Avec le début du premier confinement, en mars 2020, la fermeture des cafés et restaurants est venue s'additionner aux annonces d'annulations en cascade des salons professionnels consacrés aux vins. Après la petite accalmie de l'été, le couperet de la fermeture des cafés-restaurants est brutalement retombé depuis le mois de novembre. Venant gonfler un coussin de mauvaises nouvelles déjà épaissi par les représailles douanières américaines appliquées sur les producteurs français de vins, dans le cadre du conflit commercial entre Boeing et Airbus, finalement suspendues il y a quelques semaines.
Miné par une crise commerciale qui n'en finit plus de rebondir depuis une dizaine d'années, le vignoble bordelais a beaucoup souffert en 2017, frappé par un épisode de gel dévastateur qui a fait chuter la production et mis l'année suivante sous pression, puisque les ventes de ce millésime ont été déséquilibrées par le manque de volumes. Au lieu d'alléger la pression d'une offre devenue surabondante sur le marché en France, cette chute a provoqué, a souligné le CIVB (Conseil interprofessionnel du vin de Bordeaux), présidée par Bernard Farges, un recul des ventes à cause d'un manque de bouteilles de bordeaux estampillées 2017 à mettre en vente dans les linéaires. Cette raréfaction provoquant une hausse des prix.

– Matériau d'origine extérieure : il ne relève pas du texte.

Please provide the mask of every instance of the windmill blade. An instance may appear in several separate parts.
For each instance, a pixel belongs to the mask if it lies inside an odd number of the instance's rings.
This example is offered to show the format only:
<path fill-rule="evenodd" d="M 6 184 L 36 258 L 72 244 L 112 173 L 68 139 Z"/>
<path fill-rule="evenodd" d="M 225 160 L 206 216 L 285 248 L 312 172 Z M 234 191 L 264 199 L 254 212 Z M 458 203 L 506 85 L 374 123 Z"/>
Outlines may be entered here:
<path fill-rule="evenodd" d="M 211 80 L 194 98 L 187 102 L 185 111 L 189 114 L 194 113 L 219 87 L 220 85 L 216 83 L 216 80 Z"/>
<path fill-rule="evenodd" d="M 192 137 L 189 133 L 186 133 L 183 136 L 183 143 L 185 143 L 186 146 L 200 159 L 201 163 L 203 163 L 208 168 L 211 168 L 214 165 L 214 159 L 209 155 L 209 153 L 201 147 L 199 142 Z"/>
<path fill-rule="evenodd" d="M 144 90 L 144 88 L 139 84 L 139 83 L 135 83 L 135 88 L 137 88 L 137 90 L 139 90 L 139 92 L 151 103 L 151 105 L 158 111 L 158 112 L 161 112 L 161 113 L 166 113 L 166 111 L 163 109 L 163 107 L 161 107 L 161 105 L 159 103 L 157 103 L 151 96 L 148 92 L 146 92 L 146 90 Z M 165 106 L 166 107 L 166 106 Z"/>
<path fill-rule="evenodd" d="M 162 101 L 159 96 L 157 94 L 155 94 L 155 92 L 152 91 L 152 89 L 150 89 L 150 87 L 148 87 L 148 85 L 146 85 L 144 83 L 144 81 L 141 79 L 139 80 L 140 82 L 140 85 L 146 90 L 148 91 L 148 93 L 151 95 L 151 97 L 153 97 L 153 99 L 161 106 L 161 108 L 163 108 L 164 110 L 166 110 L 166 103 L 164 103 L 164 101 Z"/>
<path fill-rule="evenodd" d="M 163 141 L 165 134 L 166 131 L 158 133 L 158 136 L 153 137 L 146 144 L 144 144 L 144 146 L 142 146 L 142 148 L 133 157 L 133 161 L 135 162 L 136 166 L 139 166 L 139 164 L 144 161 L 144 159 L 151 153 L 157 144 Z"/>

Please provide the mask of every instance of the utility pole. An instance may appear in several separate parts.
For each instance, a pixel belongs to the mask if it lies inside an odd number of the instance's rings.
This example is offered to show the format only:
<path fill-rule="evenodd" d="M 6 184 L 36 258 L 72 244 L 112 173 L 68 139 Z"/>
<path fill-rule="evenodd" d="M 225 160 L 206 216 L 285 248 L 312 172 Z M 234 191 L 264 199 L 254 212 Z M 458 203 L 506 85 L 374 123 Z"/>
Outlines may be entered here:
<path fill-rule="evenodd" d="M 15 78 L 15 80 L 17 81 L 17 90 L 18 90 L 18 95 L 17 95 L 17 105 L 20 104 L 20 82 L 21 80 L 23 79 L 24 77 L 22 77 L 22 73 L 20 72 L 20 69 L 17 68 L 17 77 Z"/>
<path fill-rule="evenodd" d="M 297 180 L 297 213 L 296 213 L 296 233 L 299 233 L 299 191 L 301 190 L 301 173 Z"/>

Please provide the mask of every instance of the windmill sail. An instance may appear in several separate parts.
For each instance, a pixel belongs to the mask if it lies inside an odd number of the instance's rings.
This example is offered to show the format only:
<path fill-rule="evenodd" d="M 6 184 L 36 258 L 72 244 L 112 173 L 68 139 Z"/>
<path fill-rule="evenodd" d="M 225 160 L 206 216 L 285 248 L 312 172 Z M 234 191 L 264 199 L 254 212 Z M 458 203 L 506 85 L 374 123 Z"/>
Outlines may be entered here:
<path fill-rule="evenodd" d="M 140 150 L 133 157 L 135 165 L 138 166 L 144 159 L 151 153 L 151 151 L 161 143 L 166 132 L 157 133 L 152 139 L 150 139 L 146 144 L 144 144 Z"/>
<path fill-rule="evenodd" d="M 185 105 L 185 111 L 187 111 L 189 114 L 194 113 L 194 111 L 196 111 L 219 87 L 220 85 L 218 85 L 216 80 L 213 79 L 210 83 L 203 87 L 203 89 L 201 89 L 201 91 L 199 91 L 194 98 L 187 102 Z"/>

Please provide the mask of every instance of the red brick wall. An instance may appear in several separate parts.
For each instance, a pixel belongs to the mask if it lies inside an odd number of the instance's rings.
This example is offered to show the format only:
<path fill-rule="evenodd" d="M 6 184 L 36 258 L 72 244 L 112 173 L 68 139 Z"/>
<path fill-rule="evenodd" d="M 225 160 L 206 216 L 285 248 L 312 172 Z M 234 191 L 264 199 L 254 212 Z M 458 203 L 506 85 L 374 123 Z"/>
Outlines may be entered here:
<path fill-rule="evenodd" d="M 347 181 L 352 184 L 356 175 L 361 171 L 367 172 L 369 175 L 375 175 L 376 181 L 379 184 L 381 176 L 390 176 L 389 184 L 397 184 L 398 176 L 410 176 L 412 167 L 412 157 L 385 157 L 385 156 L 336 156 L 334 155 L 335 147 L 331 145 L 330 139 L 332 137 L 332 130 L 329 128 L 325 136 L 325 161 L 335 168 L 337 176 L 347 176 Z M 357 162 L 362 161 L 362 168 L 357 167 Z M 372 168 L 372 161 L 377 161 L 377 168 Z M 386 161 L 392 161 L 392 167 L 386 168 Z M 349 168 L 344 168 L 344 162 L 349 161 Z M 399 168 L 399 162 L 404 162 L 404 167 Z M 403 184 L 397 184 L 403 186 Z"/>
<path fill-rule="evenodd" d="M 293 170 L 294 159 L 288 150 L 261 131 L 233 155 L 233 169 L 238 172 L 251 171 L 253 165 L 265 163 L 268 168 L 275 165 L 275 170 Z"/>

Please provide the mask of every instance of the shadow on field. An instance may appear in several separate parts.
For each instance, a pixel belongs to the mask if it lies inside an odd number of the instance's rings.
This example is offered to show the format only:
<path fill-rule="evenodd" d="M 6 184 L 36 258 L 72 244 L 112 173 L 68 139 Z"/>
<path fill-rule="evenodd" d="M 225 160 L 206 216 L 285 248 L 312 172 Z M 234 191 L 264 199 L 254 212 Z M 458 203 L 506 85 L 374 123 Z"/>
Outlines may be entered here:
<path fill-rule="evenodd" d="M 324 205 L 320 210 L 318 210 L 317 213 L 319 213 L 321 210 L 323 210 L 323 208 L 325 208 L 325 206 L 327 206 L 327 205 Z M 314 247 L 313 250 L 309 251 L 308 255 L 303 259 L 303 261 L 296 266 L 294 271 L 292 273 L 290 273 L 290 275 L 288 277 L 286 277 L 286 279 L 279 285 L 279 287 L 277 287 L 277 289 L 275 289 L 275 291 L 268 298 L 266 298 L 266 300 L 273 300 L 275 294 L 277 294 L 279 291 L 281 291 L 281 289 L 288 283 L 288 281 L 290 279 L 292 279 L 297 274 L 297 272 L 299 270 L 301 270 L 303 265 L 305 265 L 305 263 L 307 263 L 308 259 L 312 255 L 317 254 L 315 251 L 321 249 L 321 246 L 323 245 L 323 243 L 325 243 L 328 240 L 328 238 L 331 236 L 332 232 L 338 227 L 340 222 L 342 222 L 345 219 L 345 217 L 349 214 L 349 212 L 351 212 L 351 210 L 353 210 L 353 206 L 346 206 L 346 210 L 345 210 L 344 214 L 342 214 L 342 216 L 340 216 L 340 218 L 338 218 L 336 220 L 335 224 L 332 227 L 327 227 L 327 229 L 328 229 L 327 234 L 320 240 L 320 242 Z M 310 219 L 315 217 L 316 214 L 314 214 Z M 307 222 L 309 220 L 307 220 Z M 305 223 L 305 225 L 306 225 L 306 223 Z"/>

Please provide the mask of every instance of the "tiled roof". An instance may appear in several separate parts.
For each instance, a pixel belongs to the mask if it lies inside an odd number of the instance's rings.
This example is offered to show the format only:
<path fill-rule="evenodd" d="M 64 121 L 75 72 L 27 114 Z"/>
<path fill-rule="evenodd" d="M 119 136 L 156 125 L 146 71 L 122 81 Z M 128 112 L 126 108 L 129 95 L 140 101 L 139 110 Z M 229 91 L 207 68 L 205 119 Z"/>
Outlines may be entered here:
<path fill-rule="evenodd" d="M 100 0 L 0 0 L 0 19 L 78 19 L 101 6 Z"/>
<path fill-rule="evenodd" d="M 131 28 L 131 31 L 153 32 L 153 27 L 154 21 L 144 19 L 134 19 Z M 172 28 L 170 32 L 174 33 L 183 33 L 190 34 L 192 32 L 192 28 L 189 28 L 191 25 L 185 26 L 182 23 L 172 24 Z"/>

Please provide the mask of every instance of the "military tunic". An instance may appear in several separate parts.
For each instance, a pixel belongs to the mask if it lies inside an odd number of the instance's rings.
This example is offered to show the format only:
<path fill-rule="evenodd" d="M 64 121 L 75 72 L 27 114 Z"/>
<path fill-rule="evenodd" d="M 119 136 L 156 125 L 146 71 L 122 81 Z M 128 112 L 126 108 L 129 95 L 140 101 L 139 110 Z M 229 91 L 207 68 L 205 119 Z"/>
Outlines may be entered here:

Au bout du compte l'année 2020 s'est traduit par une baisse des volumes vendus de -5 % par rapport à 2019, soit 3,9 millions d'hectolitres, et, encore plus préoccupant, de -10,3 % en valeur, à 3,5 milliards d'euros. Pour mémoire, les ventes de vins de Bordeaux avaient déjà reculé en volume à 4,1 millions d'hectolitres en 2019 et à 3,9 milliards d'euros en valeur (-4 %). Aux éléments purement conjoncturels liés à la météo, à la pandémie de coronavirus et au bras de fer commercial avec les Etats-Unis, le CIVB rajoute des changements qui vont durer.